Dienstag, 12. Juni 2012

Und wieder enttäuscht

Wie jedes Jahr habe ich auch am ersten Juni 2012 wieder alle meine Winterklamotten verbrannt, um meine Bereitschaft für den Sommer zu signalisieren. Dumm nur, dass der Sommer am zweiten Juni schon wieder zu Ende war…Nachdem mein letzter Blog über das Stranderlebnis noch die Hoffnung beherbergte, dass die „warme Jahreszeit“ dieses Jahr auch tatsächlich diesen Namen verdient hätte und ich am Tag darauf allerdings bei elf Grad in einem notdürftig aus fünf weißen Shirts zusammengeschneiderten Mantel durch die Stadt ging, wurde mir auf grausame Art bewusst, dass selbst Hoffnung heutzutage ein Luxusgut geworden ist. Positiv an dieser Situation war der Erkenntnisgewinn, dass durch den Shirtmantel ein Schamlevel erreicht wird, der dank der enormen Blutzirkulation zusätzlich wärmt! Aber so richtig freuen kann ich mich darüber auch nicht, wenn ich mir das Elend da draußen so ansehe. Heutzutage ist auf nichts mehr Verlass! Die Jahreszeiten reihen sich damit in eine lange Tradition gebrochener Versprechen ein. 

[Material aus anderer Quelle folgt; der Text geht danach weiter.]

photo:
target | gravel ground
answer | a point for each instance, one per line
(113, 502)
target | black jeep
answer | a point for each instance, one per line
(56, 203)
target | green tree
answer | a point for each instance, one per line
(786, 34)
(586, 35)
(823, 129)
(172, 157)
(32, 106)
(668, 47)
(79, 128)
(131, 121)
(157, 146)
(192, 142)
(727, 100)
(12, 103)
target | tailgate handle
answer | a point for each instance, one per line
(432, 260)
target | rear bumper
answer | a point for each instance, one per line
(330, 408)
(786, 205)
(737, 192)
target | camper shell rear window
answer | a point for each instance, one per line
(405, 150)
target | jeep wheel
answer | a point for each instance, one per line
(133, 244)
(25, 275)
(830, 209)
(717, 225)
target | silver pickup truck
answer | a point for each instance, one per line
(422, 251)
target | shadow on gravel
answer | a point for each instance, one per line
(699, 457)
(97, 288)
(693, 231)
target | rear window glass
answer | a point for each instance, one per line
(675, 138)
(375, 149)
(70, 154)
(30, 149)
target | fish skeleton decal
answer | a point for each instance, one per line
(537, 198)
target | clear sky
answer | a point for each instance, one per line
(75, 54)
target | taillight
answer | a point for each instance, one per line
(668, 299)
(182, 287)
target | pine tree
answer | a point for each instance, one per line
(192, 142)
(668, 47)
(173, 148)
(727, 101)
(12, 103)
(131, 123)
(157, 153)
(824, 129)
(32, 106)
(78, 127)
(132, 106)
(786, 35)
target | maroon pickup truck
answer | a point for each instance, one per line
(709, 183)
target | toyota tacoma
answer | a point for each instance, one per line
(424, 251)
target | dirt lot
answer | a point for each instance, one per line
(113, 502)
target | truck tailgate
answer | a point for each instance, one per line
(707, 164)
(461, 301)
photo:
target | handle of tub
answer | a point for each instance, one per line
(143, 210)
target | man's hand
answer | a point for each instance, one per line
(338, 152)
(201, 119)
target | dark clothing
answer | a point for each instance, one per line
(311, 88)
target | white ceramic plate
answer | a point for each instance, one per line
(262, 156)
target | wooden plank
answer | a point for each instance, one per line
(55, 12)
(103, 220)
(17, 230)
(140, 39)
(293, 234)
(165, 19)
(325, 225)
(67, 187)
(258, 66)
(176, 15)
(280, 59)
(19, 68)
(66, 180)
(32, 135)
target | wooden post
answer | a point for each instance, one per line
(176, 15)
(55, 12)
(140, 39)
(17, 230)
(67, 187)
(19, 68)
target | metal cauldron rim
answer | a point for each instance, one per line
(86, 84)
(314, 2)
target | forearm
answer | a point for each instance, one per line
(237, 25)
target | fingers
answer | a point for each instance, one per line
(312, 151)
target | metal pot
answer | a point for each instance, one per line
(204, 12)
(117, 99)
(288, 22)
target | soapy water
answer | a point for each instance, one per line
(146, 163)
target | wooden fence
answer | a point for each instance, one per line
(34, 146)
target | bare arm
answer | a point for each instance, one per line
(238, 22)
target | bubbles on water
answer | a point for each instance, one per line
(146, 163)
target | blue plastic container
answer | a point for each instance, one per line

      Enttäuschung an sich fing wohl mit dem Fisch an, der damals vor ein paar Milliarden Jahren zu seiner Familie meinte „Ich geh mal kurz gucken, was es mit diesem ‚Land‘ so auf sich hat. Bin zum Abendessen zurück!“ Da diesem Fisch allerdings am Strand Beine wuchsen und er daraufhin als erstes Landlebewesen die Erde besiedelte, starb seine Fisch-Familie daheim vor Enttäuschung…und vor Hunger. Er sollte Essen mitbringen.
      Wir alle werden ständig enttäuscht. Allerdings gilt es dabei, verschiedene Abstufungen zu unterscheiden. Wenn meine Katze mir Mäuseinnerein auf den Boden kotzt, bin ich zwar schon irgendwie enttäuscht, aber nicht wirklich von ihr. Sie weiß es halt einfach nicht besser. Wenn sie mir Mäusinnereien aufs Kopfkissen kotzt, bin ich vielleicht noch etwas frustrierter, aber sie kennt schließlich das Prinzip des Kopfkissens nicht und ist somit wieder fein raus. Wenn sie den Kühlschrank öffnet, die Milch rausnimmt, Mäuseinnereien in den Karton kotzt, ihn wieder in den Kühlschrank stellt und mir nichts sagt, dann bin ich sauer. Wie ihr seht, ist es ein schmaler Grat zwischen Enttäuschung und Zorn.
      Wenn etwas so allgegenwärtig ist wie Ernüchterung, ist es auch kein Wunder, dass Leute versuchen, damit Geld zu verdienen und so hat sich auf diesem Gebiet tatsächlich eine eigene Profession entwickelt. Politiker haben es geschafft, komplette Existenzen auf geplatzten Versprechen aufzubauen und dieses Handwerk zu einer wahren Kunstform erhoben. Ich bin mir ziemlich sicher, dass der eben angesprochene Fisch auch irgendein Minister war. Meiner Meinung nach ist es nur noch eine Frage der Zeit, bis Politiker auf Wählerfang auch besseres Wetter versprechen: „Wählt die ABC und wir garantieren durchschnittlich 25 Grad von Mai bis Oktober!“ Und Zack! Nuklearer Winter…Sicher ist Politik ein hochkomplexes Gebilde und für Außenstehende leicht zu kritisieren, aber irgendwie habe ich trotzdem das Gefühl, dass mir einige Politiker regelmäßig in die Milch kotzen.